Eine finale Runde in Münster

Anscheinend fuhr das Feld durch den starken Wind am Limit und die Ausreißer erreichten schnell einen Vorsprung von zwei Minuten. Somit war die Entscheidung gefallen. Die letzte Runde durch Münster wurde ohne Autos absolviert, weil der Abstand laut Rennleitung zu groß war und die Fahrer die Autos hätten überrunden können.

Wir parkten neben dem Teambus auf dem Münsteraner Schlossplatz, wo die Soigneurinnen bereits fleissig Flaschen verteilten. Es war das letzte Rennen der Saison, somit verschenkten sie alle Bidons, da zum nächsten Jahr sowieso neue geordert wurden. Ich habe mir selbstredend auch welche eingesteckt.

Blaž Jarc sprintete auf den 18. Platz und die verbliebenen Fahrer eierten nach 200 Kilometern in den Beinen zum Bus. Ich unterhielt mich mit den netten Soigneurinnen, die die verbliebenen Flaschen ausleerten und unser Teamauto zusammen mit den Mechanikern freiräumten. Ich ergriff die Gelegenheit und fotografierte Michael Schwarzmann alleine vor dem Bus.
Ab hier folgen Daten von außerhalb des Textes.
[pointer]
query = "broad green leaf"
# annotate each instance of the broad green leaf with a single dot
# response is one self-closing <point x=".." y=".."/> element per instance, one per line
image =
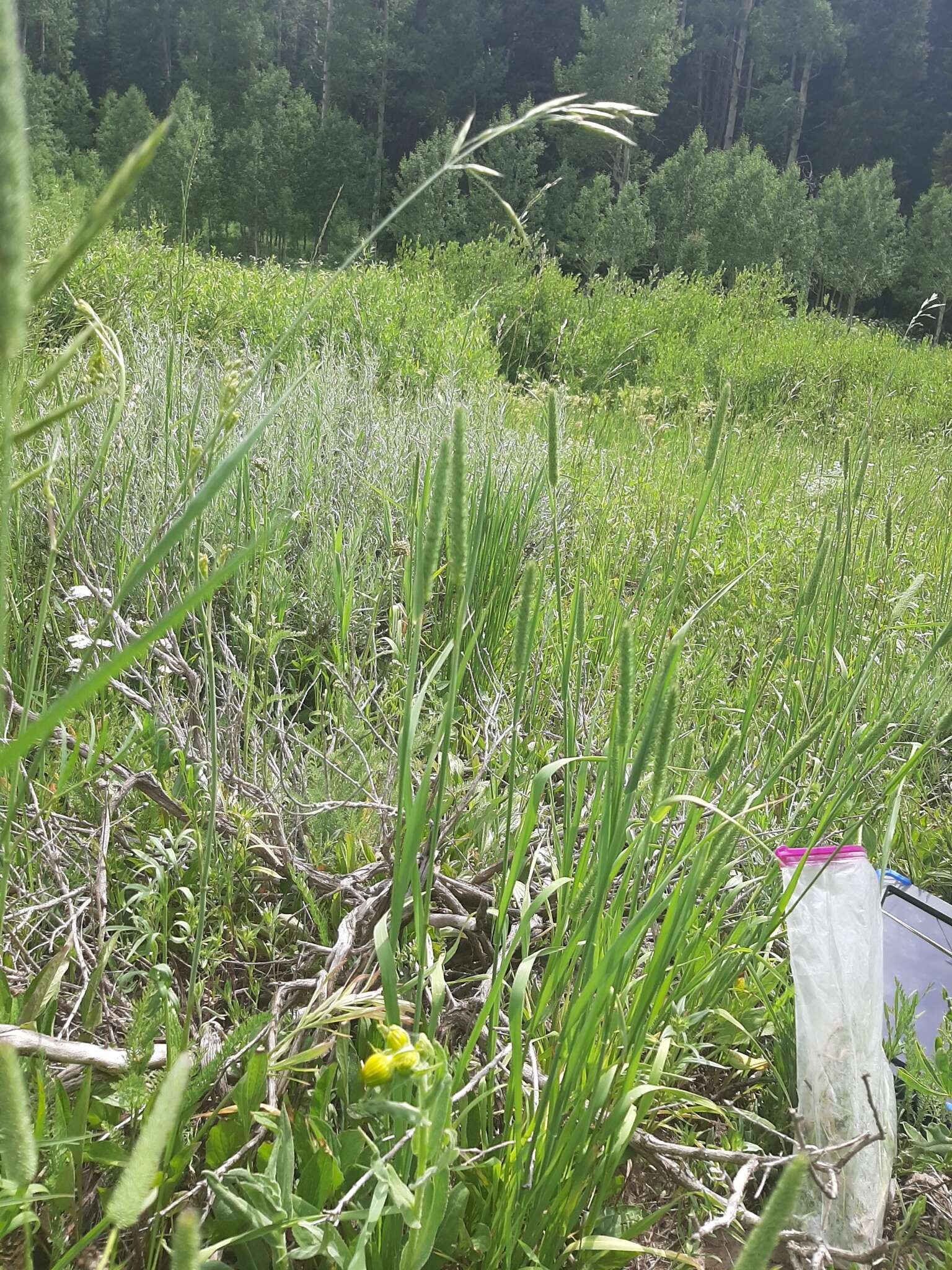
<point x="134" y="1191"/>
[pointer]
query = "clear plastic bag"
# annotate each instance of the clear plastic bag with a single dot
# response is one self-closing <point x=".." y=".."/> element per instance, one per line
<point x="834" y="926"/>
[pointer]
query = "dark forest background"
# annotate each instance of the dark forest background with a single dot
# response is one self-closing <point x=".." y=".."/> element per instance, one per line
<point x="300" y="121"/>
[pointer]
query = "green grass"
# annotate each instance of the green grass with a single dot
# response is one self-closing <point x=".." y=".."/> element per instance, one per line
<point x="394" y="690"/>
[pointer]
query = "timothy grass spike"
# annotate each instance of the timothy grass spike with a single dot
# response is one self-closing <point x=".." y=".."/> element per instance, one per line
<point x="552" y="422"/>
<point x="187" y="1242"/>
<point x="436" y="523"/>
<point x="523" y="619"/>
<point x="459" y="526"/>
<point x="758" y="1249"/>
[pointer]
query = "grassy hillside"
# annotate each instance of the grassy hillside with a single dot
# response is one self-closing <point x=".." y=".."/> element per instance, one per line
<point x="487" y="714"/>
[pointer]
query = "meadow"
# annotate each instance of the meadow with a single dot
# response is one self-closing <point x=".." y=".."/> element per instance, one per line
<point x="404" y="699"/>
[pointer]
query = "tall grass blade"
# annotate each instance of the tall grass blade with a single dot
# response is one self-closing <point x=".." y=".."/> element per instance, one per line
<point x="18" y="1147"/>
<point x="778" y="1210"/>
<point x="14" y="190"/>
<point x="134" y="1191"/>
<point x="100" y="214"/>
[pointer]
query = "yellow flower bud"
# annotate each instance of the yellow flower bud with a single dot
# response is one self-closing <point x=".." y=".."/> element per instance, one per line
<point x="397" y="1038"/>
<point x="407" y="1061"/>
<point x="377" y="1070"/>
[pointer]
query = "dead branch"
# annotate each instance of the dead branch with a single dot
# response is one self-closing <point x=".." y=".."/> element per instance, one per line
<point x="74" y="1052"/>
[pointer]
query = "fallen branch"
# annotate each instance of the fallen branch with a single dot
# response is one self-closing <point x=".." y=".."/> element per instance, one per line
<point x="75" y="1053"/>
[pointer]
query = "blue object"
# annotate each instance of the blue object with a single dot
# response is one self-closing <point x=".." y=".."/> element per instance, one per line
<point x="901" y="879"/>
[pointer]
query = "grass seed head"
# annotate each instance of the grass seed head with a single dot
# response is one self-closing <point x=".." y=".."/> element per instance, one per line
<point x="14" y="190"/>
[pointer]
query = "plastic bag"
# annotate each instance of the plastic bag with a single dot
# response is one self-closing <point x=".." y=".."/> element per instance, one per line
<point x="834" y="925"/>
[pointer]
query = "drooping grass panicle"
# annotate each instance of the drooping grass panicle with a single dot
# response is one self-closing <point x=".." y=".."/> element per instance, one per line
<point x="135" y="1186"/>
<point x="14" y="190"/>
<point x="433" y="536"/>
<point x="18" y="1147"/>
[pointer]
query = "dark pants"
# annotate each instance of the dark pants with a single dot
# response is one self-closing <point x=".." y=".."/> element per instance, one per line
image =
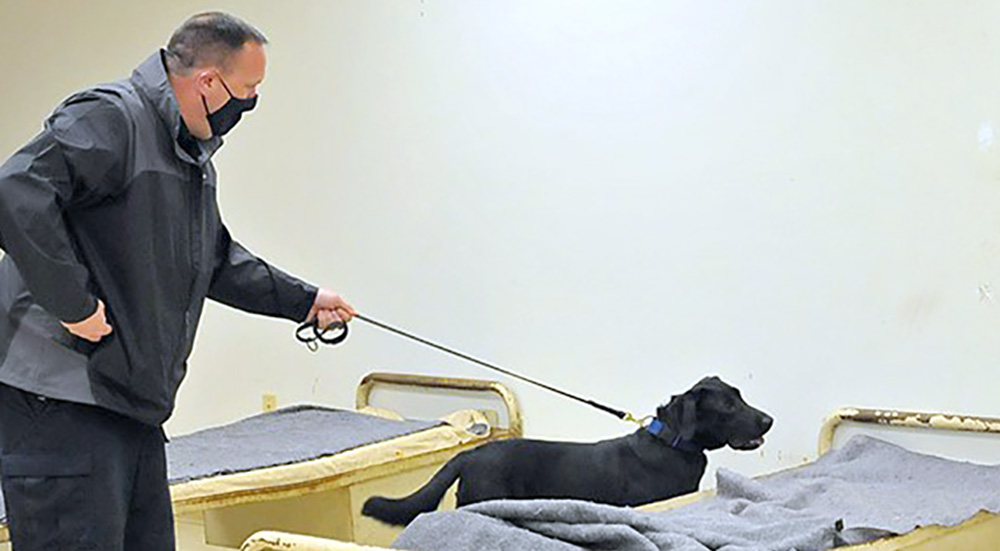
<point x="78" y="477"/>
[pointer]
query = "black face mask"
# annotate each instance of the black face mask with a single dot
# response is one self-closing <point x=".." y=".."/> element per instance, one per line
<point x="223" y="120"/>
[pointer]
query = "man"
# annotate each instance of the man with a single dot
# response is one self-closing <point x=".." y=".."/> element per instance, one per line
<point x="114" y="240"/>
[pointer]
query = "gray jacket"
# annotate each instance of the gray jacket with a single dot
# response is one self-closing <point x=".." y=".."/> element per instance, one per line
<point x="104" y="203"/>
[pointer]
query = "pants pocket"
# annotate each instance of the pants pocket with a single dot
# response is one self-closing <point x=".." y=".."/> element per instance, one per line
<point x="47" y="501"/>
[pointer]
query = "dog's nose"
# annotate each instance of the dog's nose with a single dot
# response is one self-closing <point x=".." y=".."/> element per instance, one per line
<point x="765" y="422"/>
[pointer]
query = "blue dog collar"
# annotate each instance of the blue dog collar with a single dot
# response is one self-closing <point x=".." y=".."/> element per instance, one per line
<point x="655" y="427"/>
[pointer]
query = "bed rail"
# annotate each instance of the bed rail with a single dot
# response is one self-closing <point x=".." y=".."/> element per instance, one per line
<point x="270" y="540"/>
<point x="909" y="419"/>
<point x="515" y="424"/>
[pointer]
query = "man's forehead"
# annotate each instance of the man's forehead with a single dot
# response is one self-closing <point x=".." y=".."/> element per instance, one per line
<point x="250" y="63"/>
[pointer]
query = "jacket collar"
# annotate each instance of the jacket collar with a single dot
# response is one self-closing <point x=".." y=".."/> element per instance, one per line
<point x="150" y="78"/>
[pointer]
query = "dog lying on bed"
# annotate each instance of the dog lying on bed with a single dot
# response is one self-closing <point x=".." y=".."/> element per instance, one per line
<point x="656" y="462"/>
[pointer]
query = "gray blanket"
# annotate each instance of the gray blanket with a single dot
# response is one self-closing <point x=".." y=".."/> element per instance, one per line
<point x="289" y="435"/>
<point x="870" y="487"/>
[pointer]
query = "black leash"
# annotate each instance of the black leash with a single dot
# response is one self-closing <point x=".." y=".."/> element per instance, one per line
<point x="337" y="332"/>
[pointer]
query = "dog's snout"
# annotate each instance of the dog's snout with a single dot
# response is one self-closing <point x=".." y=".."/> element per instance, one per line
<point x="765" y="421"/>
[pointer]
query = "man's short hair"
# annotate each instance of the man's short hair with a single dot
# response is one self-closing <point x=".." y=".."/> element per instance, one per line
<point x="207" y="39"/>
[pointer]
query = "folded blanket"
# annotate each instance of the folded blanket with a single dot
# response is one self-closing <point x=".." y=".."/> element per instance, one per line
<point x="871" y="487"/>
<point x="288" y="435"/>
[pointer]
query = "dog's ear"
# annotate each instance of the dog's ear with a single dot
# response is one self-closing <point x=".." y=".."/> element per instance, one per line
<point x="689" y="413"/>
<point x="680" y="415"/>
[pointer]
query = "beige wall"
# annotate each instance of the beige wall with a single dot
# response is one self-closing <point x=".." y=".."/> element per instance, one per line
<point x="616" y="197"/>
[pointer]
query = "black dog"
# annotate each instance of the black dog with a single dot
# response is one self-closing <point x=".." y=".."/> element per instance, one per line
<point x="660" y="461"/>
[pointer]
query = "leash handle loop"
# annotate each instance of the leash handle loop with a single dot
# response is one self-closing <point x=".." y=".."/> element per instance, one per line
<point x="319" y="336"/>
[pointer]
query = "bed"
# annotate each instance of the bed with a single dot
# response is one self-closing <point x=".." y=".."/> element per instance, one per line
<point x="294" y="470"/>
<point x="973" y="531"/>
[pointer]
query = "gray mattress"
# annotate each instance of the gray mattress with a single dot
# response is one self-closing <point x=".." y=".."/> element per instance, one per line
<point x="865" y="490"/>
<point x="288" y="435"/>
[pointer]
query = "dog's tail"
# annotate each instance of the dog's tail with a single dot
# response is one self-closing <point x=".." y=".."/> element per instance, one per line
<point x="402" y="511"/>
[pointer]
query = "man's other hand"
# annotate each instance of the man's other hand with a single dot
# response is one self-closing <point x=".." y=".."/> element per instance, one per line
<point x="93" y="328"/>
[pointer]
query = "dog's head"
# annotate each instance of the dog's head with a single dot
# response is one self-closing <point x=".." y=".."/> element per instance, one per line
<point x="711" y="415"/>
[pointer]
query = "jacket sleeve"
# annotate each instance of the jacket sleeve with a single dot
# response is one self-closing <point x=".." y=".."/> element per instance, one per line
<point x="77" y="157"/>
<point x="244" y="281"/>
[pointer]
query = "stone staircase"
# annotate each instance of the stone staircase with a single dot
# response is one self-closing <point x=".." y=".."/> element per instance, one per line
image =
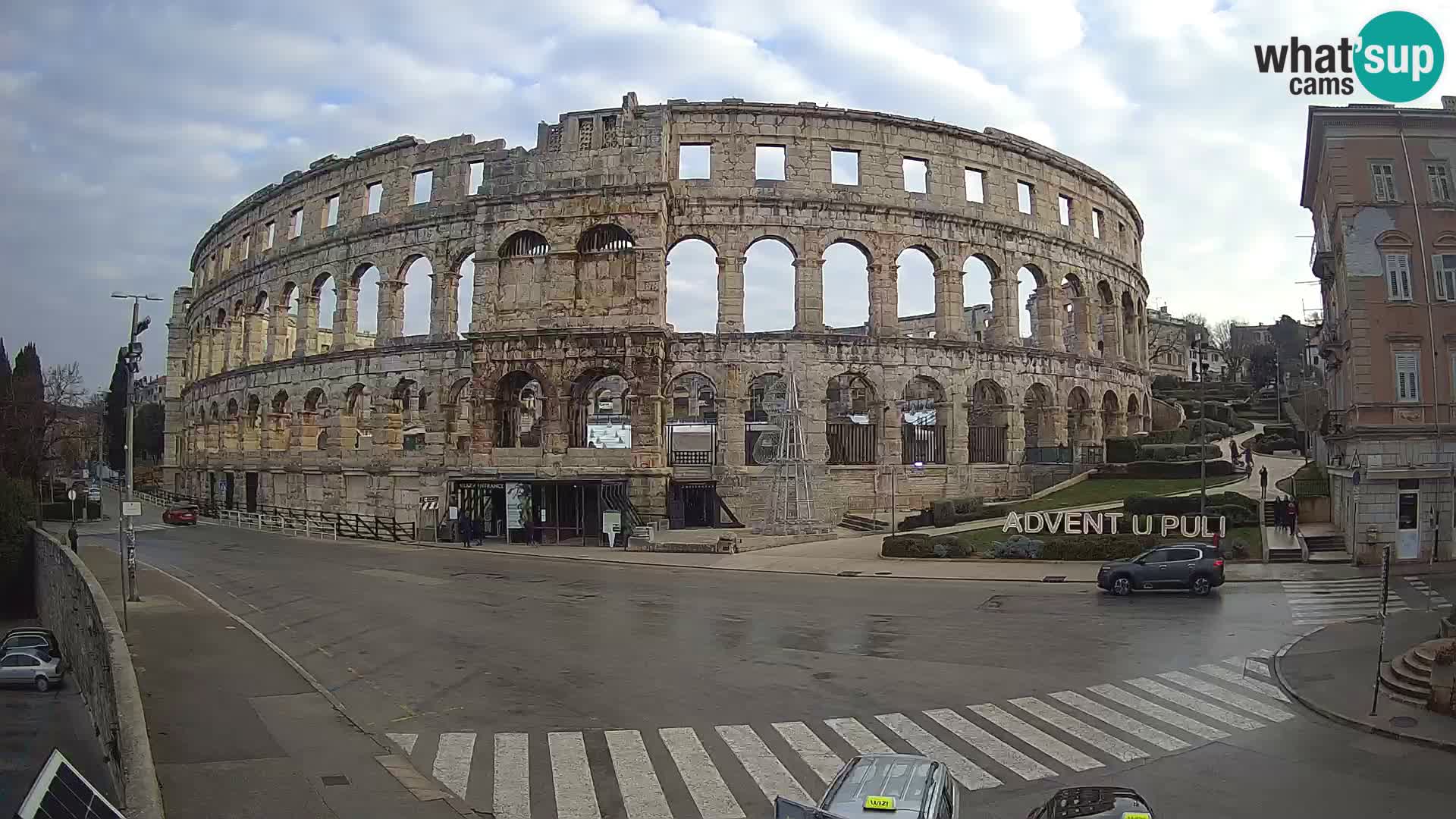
<point x="1408" y="676"/>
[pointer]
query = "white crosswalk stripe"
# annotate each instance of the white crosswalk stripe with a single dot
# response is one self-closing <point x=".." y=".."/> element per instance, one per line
<point x="811" y="748"/>
<point x="1028" y="738"/>
<point x="453" y="761"/>
<point x="1156" y="711"/>
<point x="641" y="793"/>
<point x="1272" y="691"/>
<point x="1194" y="704"/>
<point x="576" y="796"/>
<point x="983" y="741"/>
<point x="705" y="784"/>
<point x="761" y="763"/>
<point x="1120" y="720"/>
<point x="513" y="786"/>
<point x="967" y="773"/>
<point x="1037" y="738"/>
<point x="1076" y="727"/>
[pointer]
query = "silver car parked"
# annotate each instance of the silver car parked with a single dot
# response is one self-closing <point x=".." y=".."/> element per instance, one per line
<point x="30" y="667"/>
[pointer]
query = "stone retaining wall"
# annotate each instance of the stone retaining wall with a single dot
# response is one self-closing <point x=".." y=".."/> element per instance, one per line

Er fragte mich, wie es im Auto war, ich erzählte von Blaž‘ haarscharfem Manöver – „Ja, das wird schon manchmal echt knapp“, so Schwarzi, der in seiner Profilaufbahn sicher schon unvermeidbar viele Begegnungen mit dem Asphalt hatte.

michael schwarzmann muensterland giro 2013 profi radrennen

Ich holte mir für die Website noch ein Statement von Enrico und liess mir von den Soigneurinnen den Weg zum Bahnhof erklären. Dorthin lief ich über die Promenade der schönen Stadt Münster. Ein gutes Ende eines Tages, der für mich zu den Highlights in meinem Dasein als Radsportfan gilt.